Are you still taking piracetam with it martyboy?


----------



## martyboi (Sep 18, 2009)

nope. I stopped the piracetam...I wanted to see what the memantine could do on its own so i'm pretty much only taking memantine. I'll probably experiment with the piracetam later. I'm still unsure of whether or not the piracetam synergizes with it or what it does in combo....

btw. I'm going through some serious brain fog at the moment since i upped my dosage to 20mg a couple days ago. Sometimes when i talk I can barely form a coherent sentence....haha I'm trying to lay low for awhile until this passes...


----------



## longway (Mar 3, 2007)

Tried memantine for 5 days already. it works without any aditional meds. along with the ocd reduction I feel more confidence and motivation. the SA is relieved like the ritalin effect but just without the euphoric feeling. I hadn't had any of the euphoric sensation you all reported. I'll report back in the future to see if there're some more good changes(I hope).


----------



## crayzyMed (Nov 2, 2006)

longway said:


> Tried memantine for 5 days already. it works without any aditional meds. along with the ocd reduction I feel more confidence and motivation. the SA is relieved like the ritalin effect but just without the euphoric feeling. I hadn't had any of the euphoric sensation you all reported. I'll report back in the future to see if there're some more good changes(I hope).


Awesome news!


----------



## crayzyMed (Nov 2, 2006)

Went up to 20mg today. Never got any euphoric sensations either from it, just a good reduction in OCD.


----------



## crayzyMed (Nov 2, 2006)

billyho said:


> i am having the "wired" feelings now. i'm at 5mg x 2 and experiencing that. sure hope this feeling passes.
> on another note, i was taking parnate w the memantine and was experiencing all kinds of stomach issues.. evidently that's from the combo of the two drugs as i've stopped the parnate and the stomach issues have subsided.


How are you feeling now?

I'm now side effect free on 20mg. Cant get much higher for now.


----------



## martyboi (Sep 18, 2009)

I am also side effect free on 20mg now. Depression is about 80% diminished and anxiety 50% diminished, attention 50% enhanced...roughly


----------



## ephilation (May 18, 2010)

*Memantine!*

Hm, so after reading people's responses to this medicine on this thread, I have to say that I'm looking forward to trying it out myself!

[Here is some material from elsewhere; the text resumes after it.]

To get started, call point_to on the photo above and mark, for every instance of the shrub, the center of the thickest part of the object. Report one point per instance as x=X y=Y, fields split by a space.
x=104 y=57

I used to be a med student, but I'm currently taking a year off because of concentration and anxiety issues. When you guys talk about having "brain fog" when starting memantine, I feel like I can relate, because "brain fogged" is exactly the way I feel right now, and have felt for the last few years. So the fact that this medicine can potentially eradicate some of that brain fog and anxiety is very exciting to me! Depression 80% gone? Anxiety 50% gone? Attention 50% better? Are you kidding me? If it even helps me 1/2 of that in any of those respects, I'll be more than happy with it.

I haven't received my memantine yet, but when I do, I'll try to post my responses in this thread (no guarantees). Just for the record, my problems seem to fit more under "generalized anxiety" than "social anxiety", but there's so much overlap there that it's hard to say what's what anymore.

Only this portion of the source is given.